Ernesto Águila
Sorprendió que la Presidenta Bachelet junto a anuncios de fondo sobre la agenda de probidad política convocara a un proceso constituyente en septiembre de este año para dotar al país de una nueva Constitución, la que vendría a ser la primera en nuestra historia concebida en democracia. La única explicación plausible es que la Presidenta entiende ambos procesos como uno solo. Y hay razones para ello.
La crisis actual de legitimidad del sistema político representativo comenzó como un cuestionamiento a las reglas del juego, en la medida que se empezó a percibir que diversos mecanismos e instituciones -senadores designados, sistema binominal y otros- impedían la expresión de las mayorías en el parlamento.
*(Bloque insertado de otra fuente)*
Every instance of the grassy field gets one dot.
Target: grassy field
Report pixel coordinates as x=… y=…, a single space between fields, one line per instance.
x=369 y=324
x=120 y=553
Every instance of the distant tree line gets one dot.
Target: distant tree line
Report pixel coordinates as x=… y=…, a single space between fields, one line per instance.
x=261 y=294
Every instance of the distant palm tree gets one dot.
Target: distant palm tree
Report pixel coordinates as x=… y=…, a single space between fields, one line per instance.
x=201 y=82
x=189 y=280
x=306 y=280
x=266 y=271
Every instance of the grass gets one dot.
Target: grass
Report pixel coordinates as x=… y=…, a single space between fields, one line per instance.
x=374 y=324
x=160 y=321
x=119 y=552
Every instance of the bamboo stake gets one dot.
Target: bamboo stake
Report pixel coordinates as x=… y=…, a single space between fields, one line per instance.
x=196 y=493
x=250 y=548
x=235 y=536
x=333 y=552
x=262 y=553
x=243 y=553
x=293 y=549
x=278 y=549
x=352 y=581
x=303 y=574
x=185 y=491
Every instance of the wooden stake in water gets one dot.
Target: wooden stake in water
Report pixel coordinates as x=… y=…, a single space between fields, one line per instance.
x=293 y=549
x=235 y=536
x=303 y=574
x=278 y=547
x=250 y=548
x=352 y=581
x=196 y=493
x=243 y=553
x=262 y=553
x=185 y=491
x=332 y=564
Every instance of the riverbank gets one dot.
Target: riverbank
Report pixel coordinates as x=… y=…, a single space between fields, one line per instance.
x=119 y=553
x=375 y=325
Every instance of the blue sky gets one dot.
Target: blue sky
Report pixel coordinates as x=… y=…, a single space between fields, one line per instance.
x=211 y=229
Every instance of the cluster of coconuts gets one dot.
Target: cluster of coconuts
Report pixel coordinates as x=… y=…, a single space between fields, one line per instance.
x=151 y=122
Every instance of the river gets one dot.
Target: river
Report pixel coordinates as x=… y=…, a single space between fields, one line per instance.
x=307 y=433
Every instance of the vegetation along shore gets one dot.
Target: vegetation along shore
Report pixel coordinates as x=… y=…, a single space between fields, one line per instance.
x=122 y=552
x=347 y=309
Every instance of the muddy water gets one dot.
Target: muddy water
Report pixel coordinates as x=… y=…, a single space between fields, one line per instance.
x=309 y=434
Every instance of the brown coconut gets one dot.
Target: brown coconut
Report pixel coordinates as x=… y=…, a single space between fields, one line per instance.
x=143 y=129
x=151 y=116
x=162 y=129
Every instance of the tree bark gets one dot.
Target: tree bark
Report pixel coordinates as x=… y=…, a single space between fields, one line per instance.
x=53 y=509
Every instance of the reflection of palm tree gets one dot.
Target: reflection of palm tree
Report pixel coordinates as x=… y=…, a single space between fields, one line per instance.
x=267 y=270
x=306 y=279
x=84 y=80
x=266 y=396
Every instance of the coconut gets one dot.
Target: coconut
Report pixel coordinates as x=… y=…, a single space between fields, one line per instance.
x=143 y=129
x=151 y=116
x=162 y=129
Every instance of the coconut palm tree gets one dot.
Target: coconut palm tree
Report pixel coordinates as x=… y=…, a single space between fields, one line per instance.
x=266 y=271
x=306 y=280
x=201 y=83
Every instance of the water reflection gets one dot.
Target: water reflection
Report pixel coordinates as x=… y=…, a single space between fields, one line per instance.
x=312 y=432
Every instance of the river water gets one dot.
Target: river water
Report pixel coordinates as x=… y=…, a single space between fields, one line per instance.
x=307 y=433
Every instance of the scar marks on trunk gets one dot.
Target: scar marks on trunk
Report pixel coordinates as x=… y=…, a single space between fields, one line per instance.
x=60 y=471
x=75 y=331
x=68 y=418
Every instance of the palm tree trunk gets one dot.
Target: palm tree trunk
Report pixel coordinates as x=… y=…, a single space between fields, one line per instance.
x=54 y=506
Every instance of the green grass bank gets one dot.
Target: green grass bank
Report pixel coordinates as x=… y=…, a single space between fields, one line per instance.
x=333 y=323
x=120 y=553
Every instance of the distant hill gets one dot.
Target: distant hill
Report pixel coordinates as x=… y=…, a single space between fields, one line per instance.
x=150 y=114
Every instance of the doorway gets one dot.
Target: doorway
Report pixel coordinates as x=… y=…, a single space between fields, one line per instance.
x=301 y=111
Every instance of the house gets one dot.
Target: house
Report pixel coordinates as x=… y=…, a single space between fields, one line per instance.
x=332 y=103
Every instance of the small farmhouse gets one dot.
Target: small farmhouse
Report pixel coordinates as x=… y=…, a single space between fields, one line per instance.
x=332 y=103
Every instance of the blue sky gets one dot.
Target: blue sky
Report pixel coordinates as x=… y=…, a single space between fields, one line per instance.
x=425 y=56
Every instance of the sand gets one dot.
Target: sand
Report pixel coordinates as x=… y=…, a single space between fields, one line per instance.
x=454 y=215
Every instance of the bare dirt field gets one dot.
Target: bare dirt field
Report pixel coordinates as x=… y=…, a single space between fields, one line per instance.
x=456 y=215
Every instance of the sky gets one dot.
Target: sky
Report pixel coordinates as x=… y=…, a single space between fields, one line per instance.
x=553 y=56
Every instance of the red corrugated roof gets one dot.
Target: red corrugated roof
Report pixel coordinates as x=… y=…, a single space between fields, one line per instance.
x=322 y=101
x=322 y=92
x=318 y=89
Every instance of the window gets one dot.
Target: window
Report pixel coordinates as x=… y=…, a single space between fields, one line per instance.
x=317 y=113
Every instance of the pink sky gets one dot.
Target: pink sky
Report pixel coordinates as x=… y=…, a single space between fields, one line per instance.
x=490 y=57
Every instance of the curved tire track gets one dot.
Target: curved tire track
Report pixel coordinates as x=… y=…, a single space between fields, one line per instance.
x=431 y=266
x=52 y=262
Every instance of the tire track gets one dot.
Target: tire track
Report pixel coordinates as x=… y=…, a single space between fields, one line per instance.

A ello siguió una creciente conciencia ciudadana de que el marco constitucional no solo tenía un origen ilegítimo sino que reflejaba una visión parcial de la sociedad, la cual estaba protegida por unos quorums inalcanzables por la vía del voto. Por último, el reciente conocimiento de casos de financiamiento ilegal y colonización empresarial de la política terminaron por profundizar la crisis de confianza esta vez en los representantes.
En este contexto, es difícil no constatar que lo que está dañado es el contrato básico entre los ciudadanos y la democracia; que lo que está erosionado es ese sentido de pertenencia de los individuos a su comunidad política, y que para rehacer un vínculo de esa naturaleza se requiere un proceso que tenga la suficiente densidad histórica como para volver a tejer esas identidades comunes y solidaridades básicas que conforman una república. Para esto, no se ve, a estas alturas, que quede alguna herramienta política con la envergadura suficiente, que no sea la generación de una nueva Constitución Política.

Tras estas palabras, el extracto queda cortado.